TEMBELLİĞİNDE BİR SINIRI VAR CANIM
Senelerdir insanlara günlük tutmalarını, anılarını yazmalarını önerdim. Aldığım cevaplar üç aşağı beş yukarı hep aynı oldu. " Yok yav, benim yaşamımda yazacak bir şey yok. Ben enterasan birisi değilim ki, ne yazayım?. Kimin umrunda? Millet benim anılarımı okuyupta ne yapacak Allah aşkına? İşleri güçleri yok da sanki"
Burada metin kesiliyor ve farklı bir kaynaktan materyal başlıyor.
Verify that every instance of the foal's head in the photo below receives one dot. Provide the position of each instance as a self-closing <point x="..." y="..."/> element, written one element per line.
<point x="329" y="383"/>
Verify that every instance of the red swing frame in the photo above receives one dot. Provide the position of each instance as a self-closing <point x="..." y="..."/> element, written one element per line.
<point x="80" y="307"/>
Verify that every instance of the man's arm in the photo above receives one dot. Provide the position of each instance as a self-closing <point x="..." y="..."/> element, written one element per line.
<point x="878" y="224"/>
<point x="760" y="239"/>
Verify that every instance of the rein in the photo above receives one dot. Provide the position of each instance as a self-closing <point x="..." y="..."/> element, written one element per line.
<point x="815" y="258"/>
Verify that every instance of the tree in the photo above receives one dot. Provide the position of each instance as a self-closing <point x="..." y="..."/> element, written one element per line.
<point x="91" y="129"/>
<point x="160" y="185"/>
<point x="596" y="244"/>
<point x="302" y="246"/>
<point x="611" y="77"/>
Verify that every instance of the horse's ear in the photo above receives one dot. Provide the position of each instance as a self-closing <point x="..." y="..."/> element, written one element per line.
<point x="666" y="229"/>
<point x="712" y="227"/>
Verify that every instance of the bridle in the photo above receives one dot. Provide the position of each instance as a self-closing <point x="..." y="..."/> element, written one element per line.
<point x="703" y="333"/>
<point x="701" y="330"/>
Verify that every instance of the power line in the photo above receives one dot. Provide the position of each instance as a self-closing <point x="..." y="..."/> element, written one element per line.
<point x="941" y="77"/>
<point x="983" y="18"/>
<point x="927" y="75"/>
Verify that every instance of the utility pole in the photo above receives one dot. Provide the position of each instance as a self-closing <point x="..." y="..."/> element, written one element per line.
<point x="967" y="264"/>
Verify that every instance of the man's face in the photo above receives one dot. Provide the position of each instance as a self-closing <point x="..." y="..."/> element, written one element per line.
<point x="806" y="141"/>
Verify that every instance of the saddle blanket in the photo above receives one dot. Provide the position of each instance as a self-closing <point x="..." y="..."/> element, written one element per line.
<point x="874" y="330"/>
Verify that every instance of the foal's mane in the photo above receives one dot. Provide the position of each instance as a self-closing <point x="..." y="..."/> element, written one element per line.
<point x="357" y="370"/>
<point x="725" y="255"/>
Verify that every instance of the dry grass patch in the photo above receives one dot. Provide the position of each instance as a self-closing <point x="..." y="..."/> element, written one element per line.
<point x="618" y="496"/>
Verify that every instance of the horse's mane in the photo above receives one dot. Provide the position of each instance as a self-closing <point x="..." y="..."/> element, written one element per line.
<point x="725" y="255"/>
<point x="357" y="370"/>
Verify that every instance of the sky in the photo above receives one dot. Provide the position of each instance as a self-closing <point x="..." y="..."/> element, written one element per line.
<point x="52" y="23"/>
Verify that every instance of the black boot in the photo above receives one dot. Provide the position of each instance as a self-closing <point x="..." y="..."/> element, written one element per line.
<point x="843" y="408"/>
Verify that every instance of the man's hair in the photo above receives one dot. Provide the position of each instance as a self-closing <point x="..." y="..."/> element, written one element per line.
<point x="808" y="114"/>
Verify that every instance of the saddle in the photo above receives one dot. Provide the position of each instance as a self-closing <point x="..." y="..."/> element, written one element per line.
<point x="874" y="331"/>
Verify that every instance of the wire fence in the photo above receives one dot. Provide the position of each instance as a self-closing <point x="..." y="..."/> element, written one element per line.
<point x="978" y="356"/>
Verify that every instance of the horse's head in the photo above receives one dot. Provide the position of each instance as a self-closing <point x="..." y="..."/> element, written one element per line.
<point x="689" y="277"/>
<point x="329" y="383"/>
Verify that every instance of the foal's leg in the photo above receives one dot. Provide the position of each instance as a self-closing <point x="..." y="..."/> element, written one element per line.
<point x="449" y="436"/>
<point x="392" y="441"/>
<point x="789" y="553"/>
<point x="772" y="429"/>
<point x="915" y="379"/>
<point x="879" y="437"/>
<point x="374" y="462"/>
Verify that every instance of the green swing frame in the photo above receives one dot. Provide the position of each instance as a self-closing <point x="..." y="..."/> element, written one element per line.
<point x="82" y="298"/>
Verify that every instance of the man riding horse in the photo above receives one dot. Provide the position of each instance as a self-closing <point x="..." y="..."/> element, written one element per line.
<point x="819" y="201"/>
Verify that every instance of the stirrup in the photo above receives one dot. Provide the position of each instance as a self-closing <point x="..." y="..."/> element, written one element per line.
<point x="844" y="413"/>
Onlara anılarını yazarlarsa unutmayacaklarını; insanın hafızasının zamanla zayıflayacağını, yazmakla kişinin kendini tanıyabileceğini, hayata bakışının değişebileceğini anlatmaya çalıştım. Yüzüme başka bir planetten geliyormuşum gibi baktılar. Her insanın farklı olduğunu, her insanın özel olduğunu, her insanın anlatacak farklı hikayesi veya hikayeleri olabileceğini vurgulamaya çalıştım. Biraz kibar olanları "Hee... belki birgün denerim" diye geçiştirdiler Kibarca çenemi kapamamı ima ettiler, bende üstelemedim.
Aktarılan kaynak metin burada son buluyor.